C. les registres pathétique et tragique
  • Une figure maternelle pathétique (douleur physique + douleur morale) : v.15-16 (« soupirs », « pitoyables », « pleurs ») + v. 20-21 (« éplorée », « douleur » x2) + fin pathétique : « succombe à la douleur, mi-vivante mi-morte » v. 22)
  • La mère est victime : « affligée » v. 1, « chargée » v. 2 ; elle est réduite à un « champ » de bataille v. 14 ; elle est impuissante : « elle voit » v. 23, puis « elle veut » v. 27 (mais vainement), enfin, « elle dit » v. 31 et termine sur un constat d'échec, marqué par la formule restrictive « ne que » v. 34 : « je n'ai plus que du sang »
  • C.L de la mort : « se perd », « derniers », « ruine », « venin »
  • diérèse sur le « furieux » v. 19 ( or le furor en latin = la démesure des passions, qui entraîne la destruction, la mort // l'hybris grecque), diérèse aussi sur « viole » v. 28 = insiste sur l'horreur de la profanation.
  • image du lait transformé en sang (v. 34) // vie = mort (les deux champs lexicaux de la nourriture et de la mort sont imbriqués l'un dans l'autre à la fin du poème)

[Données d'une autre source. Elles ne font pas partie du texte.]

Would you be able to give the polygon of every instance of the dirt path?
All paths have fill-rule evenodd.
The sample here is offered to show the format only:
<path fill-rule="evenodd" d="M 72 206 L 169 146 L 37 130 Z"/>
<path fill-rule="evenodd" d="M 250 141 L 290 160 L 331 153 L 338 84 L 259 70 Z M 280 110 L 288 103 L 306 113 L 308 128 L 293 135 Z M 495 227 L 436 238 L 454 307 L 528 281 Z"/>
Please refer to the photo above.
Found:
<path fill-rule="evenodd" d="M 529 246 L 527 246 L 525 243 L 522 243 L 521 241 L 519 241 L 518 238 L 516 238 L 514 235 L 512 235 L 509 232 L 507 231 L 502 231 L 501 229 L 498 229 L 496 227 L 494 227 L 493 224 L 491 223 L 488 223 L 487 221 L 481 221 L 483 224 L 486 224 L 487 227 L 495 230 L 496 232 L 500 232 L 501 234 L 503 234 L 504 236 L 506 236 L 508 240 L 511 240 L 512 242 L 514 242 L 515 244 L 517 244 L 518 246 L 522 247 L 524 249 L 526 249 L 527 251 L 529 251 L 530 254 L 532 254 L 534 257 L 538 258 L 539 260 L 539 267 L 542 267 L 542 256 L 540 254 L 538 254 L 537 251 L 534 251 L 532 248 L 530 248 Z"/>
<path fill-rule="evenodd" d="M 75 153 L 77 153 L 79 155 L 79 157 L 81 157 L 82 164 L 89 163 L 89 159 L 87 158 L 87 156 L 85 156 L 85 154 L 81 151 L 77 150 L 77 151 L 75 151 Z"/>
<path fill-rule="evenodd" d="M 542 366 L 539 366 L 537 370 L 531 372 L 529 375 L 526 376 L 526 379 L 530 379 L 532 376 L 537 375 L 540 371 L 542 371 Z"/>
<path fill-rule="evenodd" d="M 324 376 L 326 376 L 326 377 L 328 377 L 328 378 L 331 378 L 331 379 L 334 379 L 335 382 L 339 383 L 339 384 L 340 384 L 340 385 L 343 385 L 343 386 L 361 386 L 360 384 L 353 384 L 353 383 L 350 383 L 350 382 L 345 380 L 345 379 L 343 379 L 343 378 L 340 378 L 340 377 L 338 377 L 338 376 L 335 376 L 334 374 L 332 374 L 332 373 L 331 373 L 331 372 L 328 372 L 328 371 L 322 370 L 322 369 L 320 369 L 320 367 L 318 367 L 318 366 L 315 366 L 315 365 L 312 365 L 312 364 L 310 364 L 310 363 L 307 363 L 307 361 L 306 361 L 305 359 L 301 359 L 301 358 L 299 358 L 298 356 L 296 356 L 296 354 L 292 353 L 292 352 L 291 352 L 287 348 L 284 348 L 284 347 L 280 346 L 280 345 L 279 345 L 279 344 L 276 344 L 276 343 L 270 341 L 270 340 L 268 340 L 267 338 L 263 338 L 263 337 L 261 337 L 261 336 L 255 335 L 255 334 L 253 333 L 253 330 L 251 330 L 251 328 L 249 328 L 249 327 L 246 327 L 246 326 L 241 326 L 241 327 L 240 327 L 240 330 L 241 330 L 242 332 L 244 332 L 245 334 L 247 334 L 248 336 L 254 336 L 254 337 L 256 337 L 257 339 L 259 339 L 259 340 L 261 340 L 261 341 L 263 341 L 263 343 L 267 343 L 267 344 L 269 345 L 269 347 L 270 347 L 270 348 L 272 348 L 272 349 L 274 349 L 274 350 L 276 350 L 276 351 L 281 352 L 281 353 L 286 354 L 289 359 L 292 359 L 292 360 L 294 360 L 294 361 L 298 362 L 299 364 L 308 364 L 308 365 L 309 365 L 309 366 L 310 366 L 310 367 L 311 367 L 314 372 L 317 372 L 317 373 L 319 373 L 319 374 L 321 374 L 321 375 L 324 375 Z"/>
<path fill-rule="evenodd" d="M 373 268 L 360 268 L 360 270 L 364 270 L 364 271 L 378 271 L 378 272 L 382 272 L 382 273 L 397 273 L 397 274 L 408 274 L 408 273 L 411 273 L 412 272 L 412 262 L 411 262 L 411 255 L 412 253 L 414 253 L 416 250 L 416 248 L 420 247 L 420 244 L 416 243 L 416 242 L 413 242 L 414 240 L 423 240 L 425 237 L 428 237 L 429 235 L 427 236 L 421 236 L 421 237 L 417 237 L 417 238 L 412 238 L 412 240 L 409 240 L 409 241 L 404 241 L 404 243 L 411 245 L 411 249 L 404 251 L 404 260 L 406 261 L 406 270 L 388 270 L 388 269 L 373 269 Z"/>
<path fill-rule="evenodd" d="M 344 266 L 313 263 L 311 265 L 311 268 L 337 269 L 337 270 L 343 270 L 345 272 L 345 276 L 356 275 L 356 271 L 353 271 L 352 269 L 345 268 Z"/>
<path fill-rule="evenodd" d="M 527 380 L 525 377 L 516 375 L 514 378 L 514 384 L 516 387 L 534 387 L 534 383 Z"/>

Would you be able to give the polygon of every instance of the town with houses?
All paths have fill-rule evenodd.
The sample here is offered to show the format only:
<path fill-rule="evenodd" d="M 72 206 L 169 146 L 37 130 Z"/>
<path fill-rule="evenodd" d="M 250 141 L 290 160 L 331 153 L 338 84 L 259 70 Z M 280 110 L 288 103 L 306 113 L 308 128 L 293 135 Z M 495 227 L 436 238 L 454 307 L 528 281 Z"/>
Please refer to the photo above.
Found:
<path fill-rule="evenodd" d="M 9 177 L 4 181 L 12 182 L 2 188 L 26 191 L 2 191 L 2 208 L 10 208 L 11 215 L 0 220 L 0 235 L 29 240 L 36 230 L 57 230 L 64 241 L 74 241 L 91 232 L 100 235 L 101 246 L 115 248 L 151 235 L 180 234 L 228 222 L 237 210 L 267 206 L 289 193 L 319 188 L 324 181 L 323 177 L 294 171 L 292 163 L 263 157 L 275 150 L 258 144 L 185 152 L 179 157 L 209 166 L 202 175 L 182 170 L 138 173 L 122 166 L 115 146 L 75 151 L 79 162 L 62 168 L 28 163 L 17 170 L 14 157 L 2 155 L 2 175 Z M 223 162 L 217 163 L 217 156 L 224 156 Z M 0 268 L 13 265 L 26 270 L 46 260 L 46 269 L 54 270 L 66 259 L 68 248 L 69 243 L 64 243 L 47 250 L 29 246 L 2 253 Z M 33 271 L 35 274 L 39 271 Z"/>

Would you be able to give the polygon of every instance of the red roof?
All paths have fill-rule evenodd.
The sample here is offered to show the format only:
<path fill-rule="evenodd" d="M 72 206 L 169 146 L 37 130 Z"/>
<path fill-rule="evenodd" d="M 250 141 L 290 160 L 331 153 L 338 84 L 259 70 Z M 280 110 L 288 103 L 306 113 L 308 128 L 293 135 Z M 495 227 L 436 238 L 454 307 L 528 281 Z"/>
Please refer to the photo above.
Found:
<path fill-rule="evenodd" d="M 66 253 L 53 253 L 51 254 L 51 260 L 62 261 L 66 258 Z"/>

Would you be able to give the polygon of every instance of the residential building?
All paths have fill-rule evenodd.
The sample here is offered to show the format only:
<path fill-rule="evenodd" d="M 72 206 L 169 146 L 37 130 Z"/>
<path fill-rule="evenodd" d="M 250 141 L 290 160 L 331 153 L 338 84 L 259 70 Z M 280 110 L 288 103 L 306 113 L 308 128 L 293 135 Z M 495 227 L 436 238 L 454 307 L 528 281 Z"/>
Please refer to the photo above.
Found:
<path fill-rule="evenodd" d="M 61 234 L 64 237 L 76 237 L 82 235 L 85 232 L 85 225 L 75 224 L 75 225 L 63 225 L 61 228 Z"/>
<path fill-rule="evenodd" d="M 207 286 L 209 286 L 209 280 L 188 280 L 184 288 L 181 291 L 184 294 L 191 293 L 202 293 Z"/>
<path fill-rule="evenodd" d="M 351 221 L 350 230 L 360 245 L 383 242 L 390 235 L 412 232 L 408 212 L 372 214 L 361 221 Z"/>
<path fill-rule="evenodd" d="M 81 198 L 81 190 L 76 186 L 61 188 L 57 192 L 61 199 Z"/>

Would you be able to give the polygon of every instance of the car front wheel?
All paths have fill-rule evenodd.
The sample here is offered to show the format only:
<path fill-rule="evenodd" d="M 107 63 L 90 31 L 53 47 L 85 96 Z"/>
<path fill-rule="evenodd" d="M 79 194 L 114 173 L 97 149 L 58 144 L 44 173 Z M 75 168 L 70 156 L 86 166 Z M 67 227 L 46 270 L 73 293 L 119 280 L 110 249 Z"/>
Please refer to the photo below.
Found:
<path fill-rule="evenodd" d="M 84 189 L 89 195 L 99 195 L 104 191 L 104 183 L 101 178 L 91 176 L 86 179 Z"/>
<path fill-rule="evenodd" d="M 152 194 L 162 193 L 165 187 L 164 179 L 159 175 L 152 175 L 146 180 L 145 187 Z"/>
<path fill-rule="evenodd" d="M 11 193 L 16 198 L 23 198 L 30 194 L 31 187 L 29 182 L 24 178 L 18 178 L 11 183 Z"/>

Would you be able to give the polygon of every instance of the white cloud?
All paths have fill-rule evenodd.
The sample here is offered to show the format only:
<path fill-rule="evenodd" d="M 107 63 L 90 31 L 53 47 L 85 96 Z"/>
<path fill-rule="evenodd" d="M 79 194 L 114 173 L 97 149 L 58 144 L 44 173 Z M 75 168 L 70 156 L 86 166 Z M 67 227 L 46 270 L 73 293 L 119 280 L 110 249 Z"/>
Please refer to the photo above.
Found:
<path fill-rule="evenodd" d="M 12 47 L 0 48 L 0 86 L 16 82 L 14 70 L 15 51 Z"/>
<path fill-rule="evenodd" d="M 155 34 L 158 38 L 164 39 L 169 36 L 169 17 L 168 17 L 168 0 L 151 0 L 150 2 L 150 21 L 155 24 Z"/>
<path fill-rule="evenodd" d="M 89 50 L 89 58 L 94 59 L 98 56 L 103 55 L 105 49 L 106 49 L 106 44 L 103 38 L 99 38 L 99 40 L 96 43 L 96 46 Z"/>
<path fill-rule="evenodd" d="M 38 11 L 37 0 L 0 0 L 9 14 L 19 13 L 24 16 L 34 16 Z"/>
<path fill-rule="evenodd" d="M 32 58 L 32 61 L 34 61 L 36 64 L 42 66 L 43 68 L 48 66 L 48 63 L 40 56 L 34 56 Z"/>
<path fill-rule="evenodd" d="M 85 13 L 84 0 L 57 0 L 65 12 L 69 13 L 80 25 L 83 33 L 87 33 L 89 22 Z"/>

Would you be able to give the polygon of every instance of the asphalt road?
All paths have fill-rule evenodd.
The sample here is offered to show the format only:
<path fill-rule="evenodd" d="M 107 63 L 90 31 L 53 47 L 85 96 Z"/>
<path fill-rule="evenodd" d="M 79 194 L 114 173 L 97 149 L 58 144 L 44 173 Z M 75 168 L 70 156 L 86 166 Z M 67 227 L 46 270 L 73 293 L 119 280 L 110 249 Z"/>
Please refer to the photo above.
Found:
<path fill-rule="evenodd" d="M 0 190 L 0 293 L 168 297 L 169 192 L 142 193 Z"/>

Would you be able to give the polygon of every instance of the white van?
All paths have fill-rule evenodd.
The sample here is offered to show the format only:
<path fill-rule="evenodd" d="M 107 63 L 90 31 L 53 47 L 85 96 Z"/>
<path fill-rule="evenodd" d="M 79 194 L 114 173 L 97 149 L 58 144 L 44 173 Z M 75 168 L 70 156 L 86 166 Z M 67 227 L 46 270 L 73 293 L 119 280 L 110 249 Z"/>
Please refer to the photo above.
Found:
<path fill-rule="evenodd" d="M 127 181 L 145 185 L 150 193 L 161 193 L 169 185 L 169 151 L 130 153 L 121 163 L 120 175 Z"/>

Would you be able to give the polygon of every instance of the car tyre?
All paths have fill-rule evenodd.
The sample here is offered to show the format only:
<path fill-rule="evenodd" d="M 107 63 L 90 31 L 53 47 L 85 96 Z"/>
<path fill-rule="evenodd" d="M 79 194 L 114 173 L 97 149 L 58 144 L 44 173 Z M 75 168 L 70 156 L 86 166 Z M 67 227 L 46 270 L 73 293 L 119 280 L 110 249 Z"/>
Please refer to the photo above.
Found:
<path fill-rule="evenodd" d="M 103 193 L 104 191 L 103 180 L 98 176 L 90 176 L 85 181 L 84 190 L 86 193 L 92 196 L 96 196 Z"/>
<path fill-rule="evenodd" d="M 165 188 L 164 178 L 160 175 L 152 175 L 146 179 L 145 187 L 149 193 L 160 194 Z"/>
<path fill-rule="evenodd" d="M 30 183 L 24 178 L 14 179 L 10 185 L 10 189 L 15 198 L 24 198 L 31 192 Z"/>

  1. Un poème fortement engagé

A. Un récit allégorique
- Allégorie de la France + ses deux enfants à son sein =
image de la mère nourricière (CL de la nourriture : « doux lait », « sein » comme métonymie de la nourriture, « nourriture »)
mère protectrice (images : « entre ses bras » v. 2 ou « asile de ses bras » v. 28) + l'adjectif « doux » dans « le doux lait » v. 8 = plaisir, pacifisme, harmonie + CL de la protection ( « sauver » v. 27 + « asile » v. 28) + « amour maternelle » v. 25
- Une description de la France lors des guerres de religion : enchaînement incontrôlable de la violence.
- nombreux enjambements et rejets (vers 3/4, 5/6, 19/20, 25/26, 27/28, 31/32) => la phrase déborde du vers = débordement de la violence.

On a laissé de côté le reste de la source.